BENGALURU: A 25-year-old writing a book set in the Emergency period meant a lot of researching and reading. Srishti Chaudhary, who was doing her masters at the University of Edinburgh, worked on a dissertation, a romance set during the Emergency, evoking a nostalgia of Rajesh Khanna movies and this politically turbulent period, which she decided to go ahead and publish. On Saturday, Chaudhary released Love And Censorship: Once upon A Curfew, in Bengaluru at Atta Galatta.
“I’m just 25 years old so of course there was literally nothing I knew about the 1970s. There were two kinds of research involved in this book: one is the basic historical and political facts, for which books and the internet was biggest resource. I was studying my masters in creative writing at the University of Edinburgh at the time and had the university’s fantastic archives at hand- old newspapers, books etc,” Chaudhary says. The second kind of research was something she couldn’t get from books: how people lived in the time. “For example, how did a woman living in the ’70s in India spend her weekends? Was it easy to talk to people from the opposite sex? How much public transport did she use? This I could only get from talking to people, so I spoke to my family members and teachers who lived in that time. The political and socio-economic settings provided the framework, but to make the novel sing, I had know how it was to live back then. I also relied a lot on Bollywood movies set in the time -- that’s why my protagonist, Indu, has such a big crush on Rajesh Khanna,” she adds.
The Delhi-based writer who was previously an editor with Juggernaut Books wishes she had some fascinating story behind the idea of the book, “but it was just that it was my dissertation and I had to write a book”. “I used to always study in the library, and realised what an empowering space it can be so the book is about a library. Additionally, I set it in a different time and political climate as it helped me distance myself from the character and imagine more. I love writing romance, and at the heart of it, this book is a romance,” she says about the book that took her about 6 months to write it, although she was already thinking about it and researching for it for three months before that. “Of course, there are blocks: I left writing it a couple of time in the middle, when I moved back to Delhi, and then picked it up again. But for any writer, determination is key, and once you finish writing a book, the satisfaction is unparalleled,” she says.

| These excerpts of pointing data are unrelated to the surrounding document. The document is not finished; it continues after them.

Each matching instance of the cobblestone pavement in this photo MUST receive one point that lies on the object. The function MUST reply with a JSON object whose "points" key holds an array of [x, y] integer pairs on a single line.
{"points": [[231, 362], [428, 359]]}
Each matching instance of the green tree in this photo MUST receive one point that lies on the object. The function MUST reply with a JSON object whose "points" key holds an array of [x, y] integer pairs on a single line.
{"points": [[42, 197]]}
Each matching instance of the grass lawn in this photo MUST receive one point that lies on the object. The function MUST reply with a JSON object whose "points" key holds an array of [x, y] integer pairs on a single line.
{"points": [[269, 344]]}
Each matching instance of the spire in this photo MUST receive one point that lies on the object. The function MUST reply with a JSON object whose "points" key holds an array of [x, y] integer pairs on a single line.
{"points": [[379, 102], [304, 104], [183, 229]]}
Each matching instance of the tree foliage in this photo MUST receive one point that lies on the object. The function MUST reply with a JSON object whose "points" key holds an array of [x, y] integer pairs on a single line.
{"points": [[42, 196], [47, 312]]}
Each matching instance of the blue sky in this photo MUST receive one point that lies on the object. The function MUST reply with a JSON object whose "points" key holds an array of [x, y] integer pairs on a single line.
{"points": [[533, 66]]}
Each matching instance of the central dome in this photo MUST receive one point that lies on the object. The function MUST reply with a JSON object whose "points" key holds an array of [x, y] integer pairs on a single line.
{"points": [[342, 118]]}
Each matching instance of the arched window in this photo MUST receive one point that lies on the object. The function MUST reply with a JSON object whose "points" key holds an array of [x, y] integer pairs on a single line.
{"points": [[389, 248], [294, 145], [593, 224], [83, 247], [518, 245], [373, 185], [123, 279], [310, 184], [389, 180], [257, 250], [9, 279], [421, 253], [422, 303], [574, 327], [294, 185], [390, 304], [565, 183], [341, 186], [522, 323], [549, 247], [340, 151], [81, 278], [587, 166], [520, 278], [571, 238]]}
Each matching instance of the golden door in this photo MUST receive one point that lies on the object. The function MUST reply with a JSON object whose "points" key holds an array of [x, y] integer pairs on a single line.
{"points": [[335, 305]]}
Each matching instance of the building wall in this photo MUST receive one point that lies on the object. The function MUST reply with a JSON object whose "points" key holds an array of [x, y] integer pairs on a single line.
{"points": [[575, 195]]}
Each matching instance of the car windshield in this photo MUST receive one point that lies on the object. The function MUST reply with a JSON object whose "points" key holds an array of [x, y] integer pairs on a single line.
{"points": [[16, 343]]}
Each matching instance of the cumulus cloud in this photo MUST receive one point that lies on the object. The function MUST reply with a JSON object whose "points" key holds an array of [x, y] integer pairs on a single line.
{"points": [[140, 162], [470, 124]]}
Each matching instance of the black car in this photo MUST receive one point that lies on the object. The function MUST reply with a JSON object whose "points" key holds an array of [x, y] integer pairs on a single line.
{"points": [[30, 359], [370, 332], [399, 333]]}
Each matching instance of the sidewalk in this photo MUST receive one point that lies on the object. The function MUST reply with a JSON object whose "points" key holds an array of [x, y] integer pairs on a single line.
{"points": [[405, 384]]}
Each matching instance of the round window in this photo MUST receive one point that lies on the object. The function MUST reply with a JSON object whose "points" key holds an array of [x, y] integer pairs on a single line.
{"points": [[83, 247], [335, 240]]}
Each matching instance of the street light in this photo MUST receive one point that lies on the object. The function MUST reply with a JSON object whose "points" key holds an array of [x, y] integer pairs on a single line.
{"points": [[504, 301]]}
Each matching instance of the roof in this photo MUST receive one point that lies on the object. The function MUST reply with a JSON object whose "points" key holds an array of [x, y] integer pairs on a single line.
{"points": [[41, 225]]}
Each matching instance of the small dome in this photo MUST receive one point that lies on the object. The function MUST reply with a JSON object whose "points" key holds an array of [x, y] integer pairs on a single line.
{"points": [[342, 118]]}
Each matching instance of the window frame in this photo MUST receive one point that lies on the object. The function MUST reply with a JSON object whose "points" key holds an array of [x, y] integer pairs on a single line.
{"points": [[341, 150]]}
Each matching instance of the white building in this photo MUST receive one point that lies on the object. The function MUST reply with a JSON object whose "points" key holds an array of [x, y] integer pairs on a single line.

While she is aware that the older generation might be more critical -- “no it was not like this, it was like that”, she says the feedback from young people has been encouraging, especially considering that its an easy read. “For example, I just read Nectar in a Sieve by Kamala Markandya, which is the story of an Indian woman in a village in south India in the early 20th century. It was fascinating, because I could never imagine how it was to live in that time,” says Chaudhary.